2. The file Housedata.xlsx (available on the companion website) gives the square footage and sales prices for several houses in Bellevue, Washington. Use this file to answer the following questions:
(a) You plan to build a 500-square-foot addition to your house. How much do you think your home value will increase as a result?
(b) What percentage of the variation in home value is explained by the variation in the house size?
(c) A 3,000-square-foot house is listed for $500,000. Is this price out of line with typical real estate values in Bellevue? What might cause this discrepancy?
3. You know that 32 degrees Fahrenheit is equivalent to 0 degrees Celsius, and that 212 degrees Fahrenheit is equivalent to 100 degrees Celsius. Use the trend curve to determine the relationship between Fahrenheit and Celsius temperatures. When you create your initial chart, before clicking Finish, you must indicate (using Switch Rows and Columns from the Design Tab on Chart Tools) that data is in columns and not rows because with only two data points, Excel assumes different variables are in different rows.

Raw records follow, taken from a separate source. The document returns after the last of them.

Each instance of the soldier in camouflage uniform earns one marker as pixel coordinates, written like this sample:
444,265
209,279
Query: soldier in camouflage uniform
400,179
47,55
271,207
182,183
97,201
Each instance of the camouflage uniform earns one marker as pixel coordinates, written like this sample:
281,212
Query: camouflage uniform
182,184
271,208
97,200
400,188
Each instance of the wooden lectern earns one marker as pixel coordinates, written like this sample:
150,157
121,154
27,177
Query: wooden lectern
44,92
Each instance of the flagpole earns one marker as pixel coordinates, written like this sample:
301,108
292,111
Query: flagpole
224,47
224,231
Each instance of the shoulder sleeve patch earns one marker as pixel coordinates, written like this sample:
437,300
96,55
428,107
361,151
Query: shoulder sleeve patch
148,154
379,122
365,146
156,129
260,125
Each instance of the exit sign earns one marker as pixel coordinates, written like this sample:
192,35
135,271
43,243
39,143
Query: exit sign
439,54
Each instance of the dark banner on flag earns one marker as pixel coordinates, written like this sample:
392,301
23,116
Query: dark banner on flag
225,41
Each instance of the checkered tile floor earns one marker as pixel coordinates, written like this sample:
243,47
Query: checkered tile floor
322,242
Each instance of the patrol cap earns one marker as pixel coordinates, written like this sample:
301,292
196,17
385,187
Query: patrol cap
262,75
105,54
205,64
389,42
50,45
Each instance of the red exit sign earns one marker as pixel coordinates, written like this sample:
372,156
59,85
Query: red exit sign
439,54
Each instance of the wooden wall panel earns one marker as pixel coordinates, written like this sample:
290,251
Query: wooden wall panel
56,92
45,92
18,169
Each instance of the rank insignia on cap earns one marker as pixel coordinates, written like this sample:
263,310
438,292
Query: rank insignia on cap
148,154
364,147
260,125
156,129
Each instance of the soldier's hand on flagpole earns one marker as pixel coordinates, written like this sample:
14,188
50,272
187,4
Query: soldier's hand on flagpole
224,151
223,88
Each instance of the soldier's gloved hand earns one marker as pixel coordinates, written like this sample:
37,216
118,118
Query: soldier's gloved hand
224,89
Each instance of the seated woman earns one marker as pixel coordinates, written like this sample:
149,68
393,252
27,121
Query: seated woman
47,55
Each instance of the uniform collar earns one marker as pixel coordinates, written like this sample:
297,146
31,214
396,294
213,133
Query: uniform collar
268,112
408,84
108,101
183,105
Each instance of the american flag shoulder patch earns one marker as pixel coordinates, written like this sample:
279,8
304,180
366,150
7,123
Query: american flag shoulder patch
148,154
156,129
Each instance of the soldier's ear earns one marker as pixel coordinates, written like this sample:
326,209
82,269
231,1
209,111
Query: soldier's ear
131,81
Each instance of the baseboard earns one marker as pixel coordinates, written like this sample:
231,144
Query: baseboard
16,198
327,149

4. The file Electiondata.xlsx (available on the companion website) contains, for several elections, the percentage of votes Republicans gained from voting machines (counted on election day) and the percentage Republicans gained from absentee ballots (counted after election day). Suppose that during an election, Republicans obtained 49 percent of the votes on election day and 62 percent of the absentee ballot votes. The Democratic candidate cried “Fraud.” What do you think?
5. The file GNP.xls (available on the companion website) contains quarterly GNP data for the United States in the years 1970–2012. Try to predict next quarter's GNP from last quarter's GNP. What is the R^{2}? Does this mean you are good at predicting next quarter's GNP?
6. Find the trend line to predict soda sales from daily bowl sales.
7. The file Parking.xlsx contains the number of cars parked each day both in the outdoor lot and in the parking garage near the Indiana University Kelley School of Business. Find and interpret the correlation between the number of cars parked in the outdoor lot and in the parking garage.
8. The file Printers.xlsx contains daily sales volume (in dollars) of laser printers, printer cartridges, and school supplies. Find and interpret the correlations between these quantities.
9. NFL teams play 16 games during the regular season. Suppose the standard deviation of the number of games won by all teams is 2, and the correlation between the number of games a team wins in two consecutive seasons is 0.5. If a team goes 12 and 4 during a season, what is your best prediction for how many games they will win next season?